GENETIC ENGINEERING
Advancements in Molecular Biology have transformed the way we produce Proteins of interest from Microorganisms. In earlier days, a Cell was considered to be the prime factor in the production process and much work was done to optimize parameters concerning its growth and output. We have now learned that the controlling factor behind the synthesis of specific proteins in all organisms goes back to its genome. Cells hold the basic blueprint of instructions governing the functions of an organism as the Genetic information or Genes. Genes contain the information for protein synthesis which determines the growth and other physiological and psychological characteristics. This information is present in the form of a genetic code which is a sequence of three nucleotide bases called a codon. Each codon codes for one Amino Acid in the protein chain.
DNA (Deoxyribonucleic Acid) are thread like structures present inside the chromosome of a cell. They contain the genetic code in a twisted ladder like manner. The shape of the DNA is referred to as Double Helix since they contain twisted parallel strands which run in the opposite direction. They are composed of subunits called Nucleotides which are further composed of a phospate group and a sugar which serves as the backbone and a nitrogenous base which is inside the Double Helix structure. The four common bases in the DNA are Adenine (A), Guanine (G), Thymine (T) and Cytosine (C). Adenine (A) pairs with Thymine (T) to form AT and TA while Guanine (G) pairs with Cytosine (C) to form GC and CG ladders of the Double Helix structure.
Recombinant DNA Technology is of prime interest for production of proteins from Genetically Engineered Cells. Recombinant DNA is the process of isolating and cutting a part of DNA of a Microorganism and inserting it into a Plasmid which serves as the Vector. Both the Plasmid and the DNA fragment of interest are cleaved using the same Restriction Enzymes which act as the biological scissors for cleaving DNA fragments. The DNA fragment is joined with the Plasmid using yet another class of enzymes known as Ligase Enzymes. This Plasmid is then inserted into a host cell where it Transforms the host cell which takes the foreign DNA and incorporates it into its genome.
The actual process of synthesis of proteins begins with Transcription, where a RNA strand known as mRNA (Messenger RNA) is copied from the DNA strand using it as a template. This is initiated by RNA Polymerases which bind to the promoter gene in the DNA and start the unwinding process. The transcription of the RNA moves ahead to a process called as Elongation where the base sequence of the DNA is read and synthesized.
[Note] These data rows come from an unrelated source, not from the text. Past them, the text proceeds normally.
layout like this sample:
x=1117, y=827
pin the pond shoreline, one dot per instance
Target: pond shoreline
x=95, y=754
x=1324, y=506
The base sequence present at the end of the DNA is called Terminator which ends the transcription process and releases the RNA chain. The newly synthesized mRNA nows leaves and binds with the Ribosomes present in the cytoplasm which further read and synthesize the Proteins according to the code present in the mRNA in a process known as Translation.
The challenge in developing a novel portfolio of Genetically Modified Cell factories which mass produce the proteins of interest is perfecting every step of the above processes. Large amounts of data pertaining to genomic sequence of each species of cells have to be processed prior to creation of vectors and inserting them into the target host cells.
Noor Enzymes is presently engaged in Research. Identification and Study of the genetic structure of a multitude of host microorganisms for development of a novel platform for Gene Expression. Upon development of a novel expression platform, which would as a Proprietory Host for expression of a wide range of target genes, we are looking to move ahead with active commercialization of the process.